The Sri Aurobindo Ashram is not alone in being a victim of power play. Across the country, clever litigants are tying the hands of institutions in inaction and inertia, emerging from which takes money and invaluable time that could be better utilised. All institutions are entitled to a wide discretion in the administration of a trust, the apex court said.
“A disagreement with the exercise of the discretion (however passionate the disagreement might be) does not necessarily lead to a conclusion of maladministration, unless the exercise of discretion is perverse,” Justices Madan B Lokur and SA Bobde concluded. An important point they have made is that not expelling a historian simply because he has written a book that some consider sacrilegious is not reason enough to remove the trustees.
The judiciary is not unaware of the blatant misuse of the process of law. But now, it seems to be moving towards ending it.
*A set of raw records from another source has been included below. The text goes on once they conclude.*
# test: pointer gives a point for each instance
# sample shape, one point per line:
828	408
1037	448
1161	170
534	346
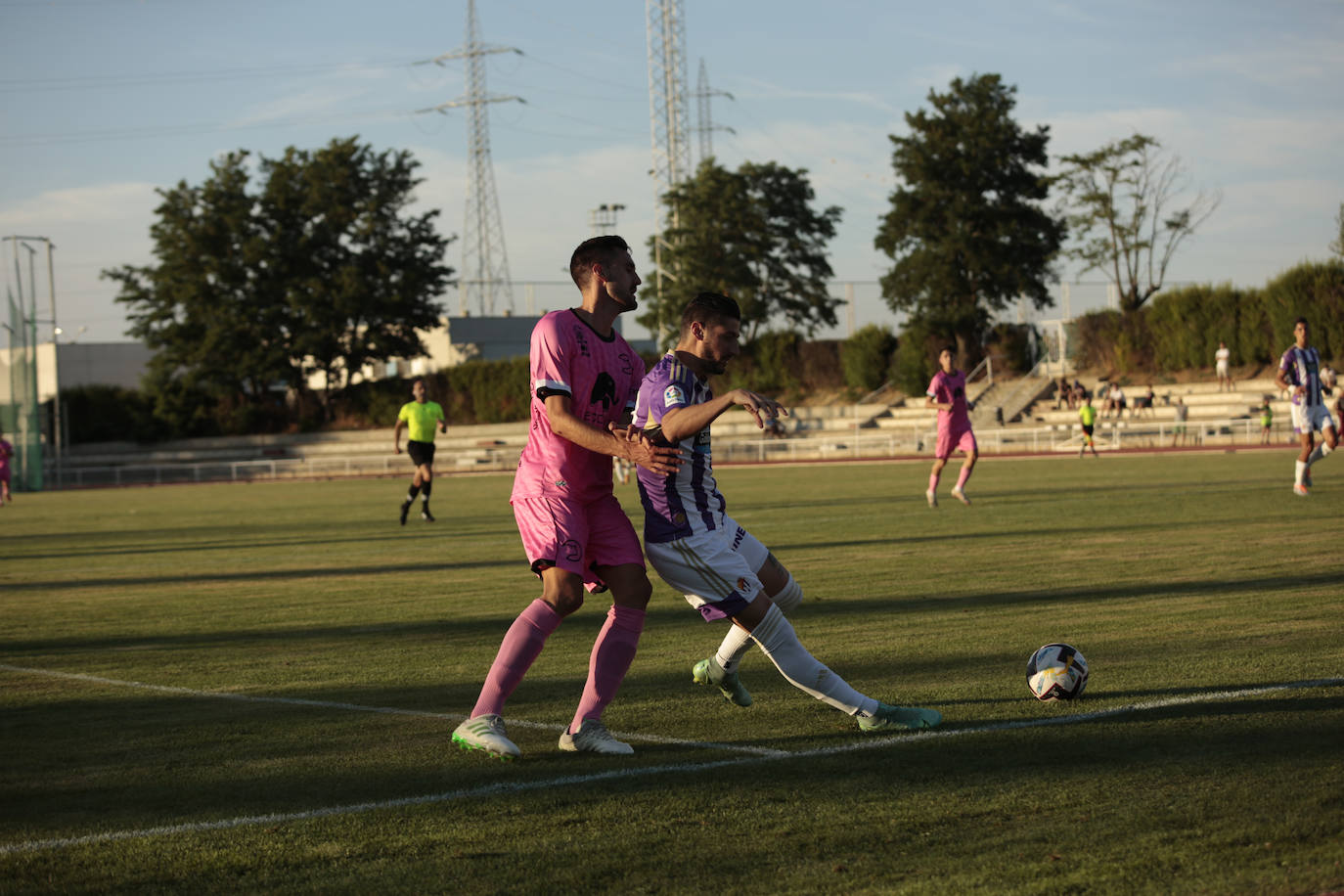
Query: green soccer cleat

That all participants in this institution of justice – litigants, lawyers and judges – need to introspect can’t be overstated. In the battle to control frivolous litigation, the SAAT judgement and the comments on Prashant Bhushan’s serial PILs are two strong wins. Earlier, in October 2014, the Bombay High Court had levied an “exemplary cost” of Rs 5 lakh on a petitioner for filing a frivolous PIL (in this case he did not disclose that the “P” in the PIL stood for “personal” – his brother owed the bank Rs 1 crore, a fact he did not disclose). But these are small victories in a long and looming war, winning which would mean fighting several such battles.